Francine Le Bozec était « tailleur pour hommes » près des Champs-Elysées, à Paris. « J’habillais des ministres et même le président Mitterrand. Il était gentil. Il venait toujours avec une grosse boîte de bonbons. » Elle sourit mais ne quitte pas des yeux ses dominos. A 91 ans, elle enchaîne les parties avec Elisa Keromest, 103 ans, qui gagne à tous les coups. Une petite poule blanche juchée sur un tabouret les observe en inclinant la tête. Que leur apporte leur vieillesse ? « Le plaisir d’être en vie !, répond Francine. Et puis, il y a toujours quelqu’un prêt à nous aider ici. On est bien. »

Le soir tombe. Les soignants dressent le couvert. C’est bientôt l’heure du dîner, en ce début d’octobre, à l’établissement d’hébergement pour personnes âgées dépendantes (Ehpad) de Kersalic, à Guingamp (Côtes-d’Armor).

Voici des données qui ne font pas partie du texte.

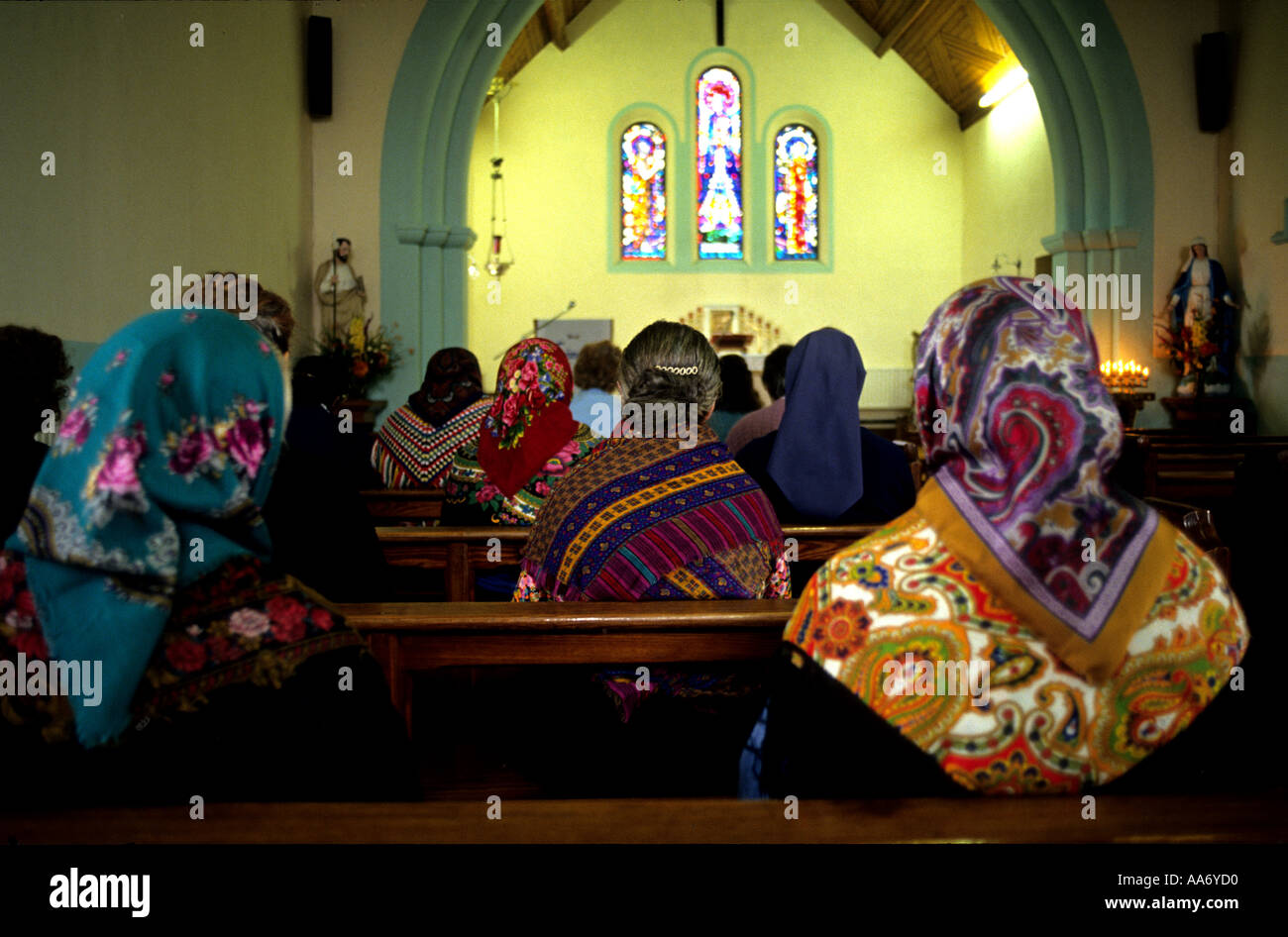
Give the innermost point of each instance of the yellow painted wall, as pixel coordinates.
(897, 227)
(166, 155)
(1010, 190)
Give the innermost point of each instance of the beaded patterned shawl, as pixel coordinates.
(643, 519)
(410, 452)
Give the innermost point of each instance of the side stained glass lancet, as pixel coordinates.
(719, 145)
(643, 193)
(797, 193)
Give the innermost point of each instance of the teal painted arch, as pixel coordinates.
(434, 107)
(1094, 114)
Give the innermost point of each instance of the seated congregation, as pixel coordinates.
(191, 528)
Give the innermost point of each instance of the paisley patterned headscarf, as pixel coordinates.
(452, 382)
(155, 477)
(1020, 434)
(529, 420)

Un Ehpad ? Passé l’entrée du bâtiment moderne, situé dans un quartier pauvre de la ville, l’acronyme est banni. La maison de retraite revendique le titre de « village ». Comme toute commune, elle dispose d’une « place du centre ». Ses couloirs sont appelés « rues ». On y trouve une épicerie, un « Café de la mairie », un « bureau de poste », une « factrice » : Simone Lautrou, 90 ans, résidente à l’Ehpad, est préposée à la distribution du courrier auprès des autres pensionnaires. Ils sont 72 au total. On les appelle ici des « habitants ».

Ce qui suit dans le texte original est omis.